Does Creativity Fade With Age?

It’s nice to believe that you are never too old to pursue your creative passions, but is this actually the case?

Earlier this month, the New Yorker published their list of the 20 best writers under 40. The list is typically thought of as an assessment of which young writers will be the most influential in the years to come, but it ended up setting off a slightly tangential debate among bloggers and journalists at the New York Times, the New Yorker and other publications about the effect aging has on creativity. Do writers actually peak at a young age, and if so, have the writers on this list already put out their best work?

Now, of course, the question itself must be taken with a grain of salt, given that it requires us to lump all creative-minded people together and generalize about what makes them tick. That said, the journalists did present some compelling anecdotes and studies that shed light on the nature of creativity.

On the one hand, there is the argument from Sam Tanenhaus in the Times that writers often peak when they’re young. He listed off many great writers like Tolstoy, Flaubert, Hemingway and Kafka who all wrote what are arguably their best works before the age of 35. He concedes that there are examples of writers hitting their stride in later years, but ultimately he concludes that “writers in their youth generally have more direct access to childhood, with its freshets of sensation and revelation. What comes later — technical refinement, command of the literary tradition, deeper understanding of the human condition — may yield different results but not always richer or more artful ones.”

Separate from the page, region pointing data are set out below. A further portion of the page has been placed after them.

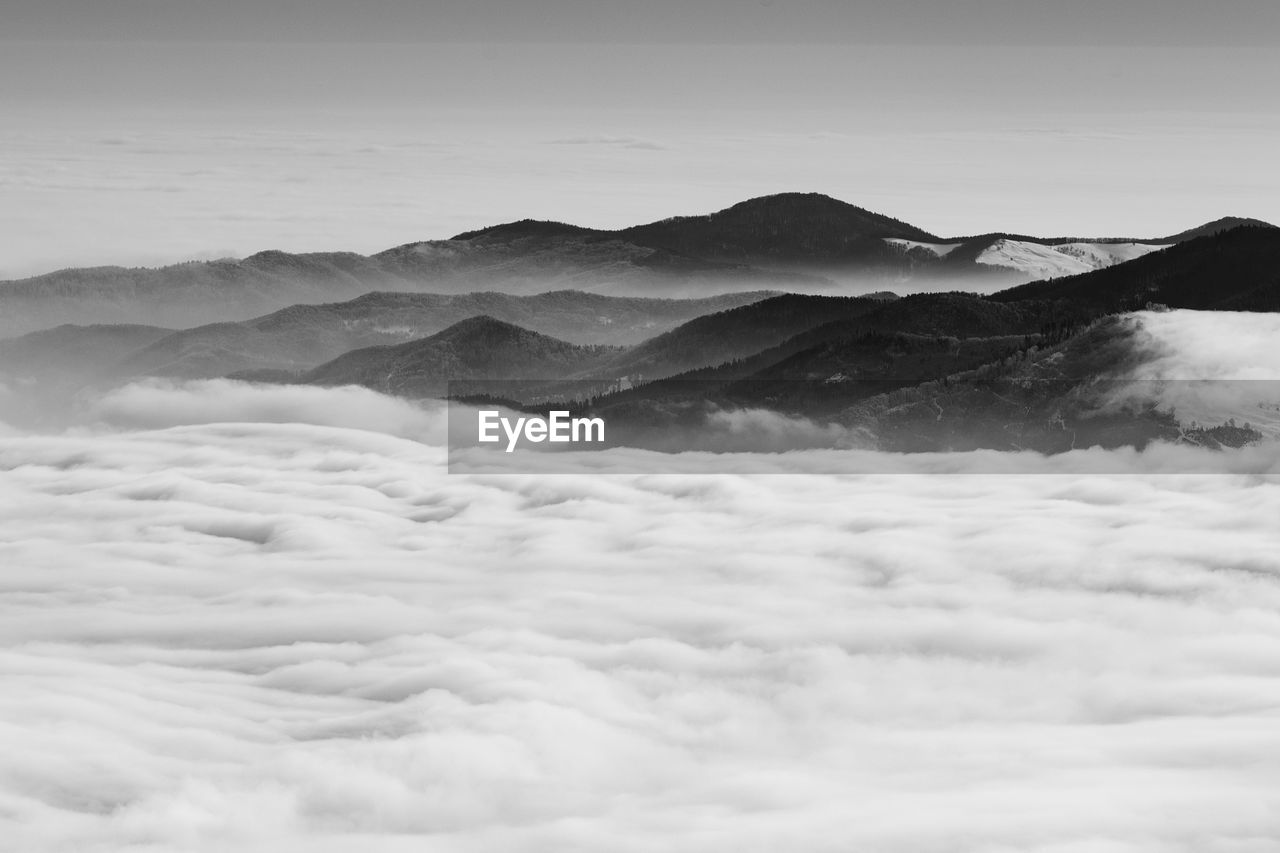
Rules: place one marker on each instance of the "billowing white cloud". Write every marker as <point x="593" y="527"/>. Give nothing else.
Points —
<point x="266" y="619"/>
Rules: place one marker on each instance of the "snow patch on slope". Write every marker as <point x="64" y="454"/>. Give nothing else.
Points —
<point x="940" y="250"/>
<point x="1061" y="259"/>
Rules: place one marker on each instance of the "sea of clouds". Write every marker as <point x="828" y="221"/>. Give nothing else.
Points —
<point x="238" y="617"/>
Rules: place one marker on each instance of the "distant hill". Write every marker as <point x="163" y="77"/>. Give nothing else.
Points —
<point x="304" y="336"/>
<point x="69" y="354"/>
<point x="1216" y="227"/>
<point x="790" y="228"/>
<point x="480" y="347"/>
<point x="1232" y="270"/>
<point x="795" y="242"/>
<point x="229" y="291"/>
<point x="736" y="333"/>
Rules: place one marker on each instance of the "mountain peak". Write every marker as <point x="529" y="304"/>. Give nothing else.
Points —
<point x="1217" y="226"/>
<point x="807" y="227"/>
<point x="508" y="231"/>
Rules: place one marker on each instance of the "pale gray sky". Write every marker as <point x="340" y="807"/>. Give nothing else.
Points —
<point x="1004" y="22"/>
<point x="1082" y="118"/>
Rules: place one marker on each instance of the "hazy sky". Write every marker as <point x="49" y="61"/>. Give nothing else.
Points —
<point x="142" y="132"/>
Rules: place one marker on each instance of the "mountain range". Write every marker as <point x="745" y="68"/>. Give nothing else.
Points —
<point x="872" y="361"/>
<point x="795" y="242"/>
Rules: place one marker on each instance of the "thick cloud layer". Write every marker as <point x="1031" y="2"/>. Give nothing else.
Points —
<point x="264" y="621"/>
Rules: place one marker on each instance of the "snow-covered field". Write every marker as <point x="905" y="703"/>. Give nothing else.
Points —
<point x="238" y="619"/>
<point x="1038" y="260"/>
<point x="1061" y="259"/>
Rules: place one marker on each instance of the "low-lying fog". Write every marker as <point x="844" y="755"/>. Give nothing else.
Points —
<point x="266" y="620"/>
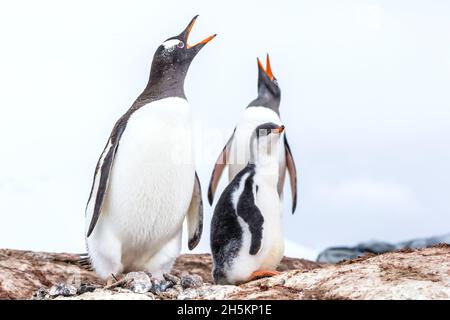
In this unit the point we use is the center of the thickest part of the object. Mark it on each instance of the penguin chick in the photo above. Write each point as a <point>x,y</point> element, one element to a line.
<point>246,228</point>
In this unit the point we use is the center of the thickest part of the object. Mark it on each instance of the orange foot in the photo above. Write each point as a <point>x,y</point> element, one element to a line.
<point>263,274</point>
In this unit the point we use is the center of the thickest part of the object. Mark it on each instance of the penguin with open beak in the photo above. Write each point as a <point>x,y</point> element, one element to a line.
<point>145,183</point>
<point>236,153</point>
<point>246,228</point>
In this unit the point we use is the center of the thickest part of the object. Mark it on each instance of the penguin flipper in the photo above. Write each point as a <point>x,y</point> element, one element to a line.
<point>221,162</point>
<point>250,213</point>
<point>102,173</point>
<point>195,215</point>
<point>290,166</point>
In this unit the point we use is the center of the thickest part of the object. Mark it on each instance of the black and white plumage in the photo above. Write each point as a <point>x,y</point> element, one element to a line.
<point>145,183</point>
<point>236,153</point>
<point>246,228</point>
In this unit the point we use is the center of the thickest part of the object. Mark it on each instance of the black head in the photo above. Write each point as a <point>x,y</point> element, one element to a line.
<point>269,93</point>
<point>171,62</point>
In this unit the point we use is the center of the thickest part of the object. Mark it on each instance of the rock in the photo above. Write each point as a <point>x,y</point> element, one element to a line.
<point>337,254</point>
<point>191,281</point>
<point>405,274</point>
<point>138,282</point>
<point>101,294</point>
<point>86,287</point>
<point>62,289</point>
<point>23,272</point>
<point>41,294</point>
<point>170,277</point>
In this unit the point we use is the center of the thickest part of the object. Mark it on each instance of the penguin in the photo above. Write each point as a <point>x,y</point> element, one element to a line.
<point>145,183</point>
<point>236,153</point>
<point>246,228</point>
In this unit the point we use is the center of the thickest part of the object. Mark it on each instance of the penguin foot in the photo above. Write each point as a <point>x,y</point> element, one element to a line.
<point>263,274</point>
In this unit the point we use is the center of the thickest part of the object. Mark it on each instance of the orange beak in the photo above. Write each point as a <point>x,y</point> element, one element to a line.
<point>188,31</point>
<point>268,69</point>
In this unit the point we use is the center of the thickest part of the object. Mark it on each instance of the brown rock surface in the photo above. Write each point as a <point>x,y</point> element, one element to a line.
<point>407,274</point>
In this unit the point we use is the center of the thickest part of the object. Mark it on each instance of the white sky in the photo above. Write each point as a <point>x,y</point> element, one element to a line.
<point>365,99</point>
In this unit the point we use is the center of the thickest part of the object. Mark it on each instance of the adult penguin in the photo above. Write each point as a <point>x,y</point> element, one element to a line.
<point>236,153</point>
<point>145,182</point>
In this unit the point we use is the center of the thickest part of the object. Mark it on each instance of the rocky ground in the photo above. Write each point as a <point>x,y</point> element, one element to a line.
<point>404,274</point>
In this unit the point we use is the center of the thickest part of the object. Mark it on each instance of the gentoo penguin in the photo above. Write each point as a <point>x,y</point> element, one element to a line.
<point>145,182</point>
<point>246,228</point>
<point>236,153</point>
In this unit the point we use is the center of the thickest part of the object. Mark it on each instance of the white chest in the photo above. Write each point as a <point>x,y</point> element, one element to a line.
<point>152,177</point>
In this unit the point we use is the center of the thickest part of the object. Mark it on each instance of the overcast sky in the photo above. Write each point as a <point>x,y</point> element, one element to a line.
<point>365,100</point>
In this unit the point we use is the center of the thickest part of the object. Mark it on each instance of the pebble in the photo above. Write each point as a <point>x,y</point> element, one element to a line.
<point>62,289</point>
<point>138,282</point>
<point>191,281</point>
<point>170,277</point>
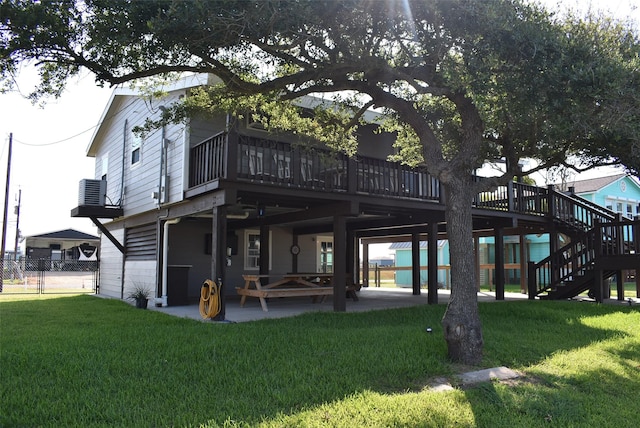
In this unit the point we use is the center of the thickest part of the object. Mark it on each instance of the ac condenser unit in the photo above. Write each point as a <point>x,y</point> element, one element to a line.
<point>92,192</point>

Then there is the more nuanced argument put forth by Jonah Lehrer, a contributing editor at Wired, which breaks down how age affects creativity for writers compared to other professions. Lehrer cites a study from a psychologist at UC Davis. This study “found that poets and physicists tend to produce their finest work in their late 20s, while geologists, biologists and novelists tend to peak much later, often not until they reach late middle age.” According to Lehrer, those who pursue a field that is more “loosely defined” and requires a bit more trial and error are more likely to peak at a later age. Apparently, novelists fit more into this category than poets, who “peak early and fade quick.”

Obviously, there are plenty of counter-examples. Grandma Moses first rose to prominence as a painter in her late 70’s, Stanley Kunitz continued writing great poetry until he died at 100 years old and writers like Don DeLillo and Philip Roth continue to put out influential novels in their old age. But are these just exceptions to the norm?